Because it came up again to improve this, I did some more investigation and have some fixes.

  1. A reason that sometimes you don't get the expected number of "random" vectors (default is 20) is when the data for a particular randomly-selected gene has no variance (typically this means it was all zeros and this primarily only happens to RNA-seq data). This is because while there are ~25k+ genes of dubious reality in the genome references (in addition to the ~20k well-documented protein coding genes), and they tend not to show any expression. We will fix this so constant genes are still displayed and that even data with all NAs are still shown (basecode: 49fe093ec2749acca3c6567b890e85eb9db930c6). But item 3 below should reduce that happening.

  2. In order to make the selection of data more "random", I am experimenting with doing multiple queries. This slows things down but might not be noticeable. It seems like it might not be necessary, though due to item 4.

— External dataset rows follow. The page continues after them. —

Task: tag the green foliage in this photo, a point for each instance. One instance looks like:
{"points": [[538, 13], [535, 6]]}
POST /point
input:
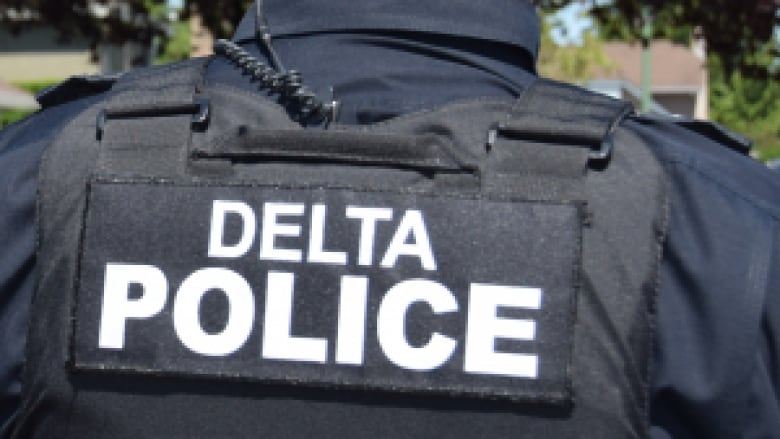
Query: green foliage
{"points": [[7, 117], [749, 105], [733, 29], [571, 63]]}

  3. As mentioned above, we can limit to data that has relatively high expression levels by using the recorded expression level rank. This has a big effect on reducing the amount of garbage (non-expressed, non-genes) in the output, but also introduces a bias; the scare-quotes around "random" in the UI are not joking. I'm experimenting with a value of 0.5, which is predicated on the idea that 1) for RNA-seq at least, half the data is probably mostly zero and 2) for microarrays, we typically consider the bottom 1/3 of the data to be unexpressed but it is harder to draw a line. 0.5 seems reasonable. The performance hit isn't very noticable.

  4. I also added ORDER by RAND() to the HQL and it seems to work. HQL doesn't support this syntax despite what I said earlier, but it doesn't complain, either and it may be getting passed through (annoying to check actual generated SQL)

Consider it a work in progress, we'll see how it goes.

About the original suggestion: Limiting to protein-coding genes or something like that is harder because at the stage we are querying, we don't know the genes and fetching that would slow things down even more. Instead, we get data and fill in the gene information afterwards. But in my tests, the changes above seem like they will improve things quite a bit.

arteymix commented 1 month ago

@ppavlidis has this been resolved in 1.31.3? I head that Sanja was complaining about the speed.

ppavlidis commented 1 month ago

It's resolved but apparently it doesn't behave right if there is no data for the data set, I have to look at it.

I don't think it's possible to satisfy the requirement to prioritize certain types of genes without making it slower, but in my tests the differences wasn't too noticeable.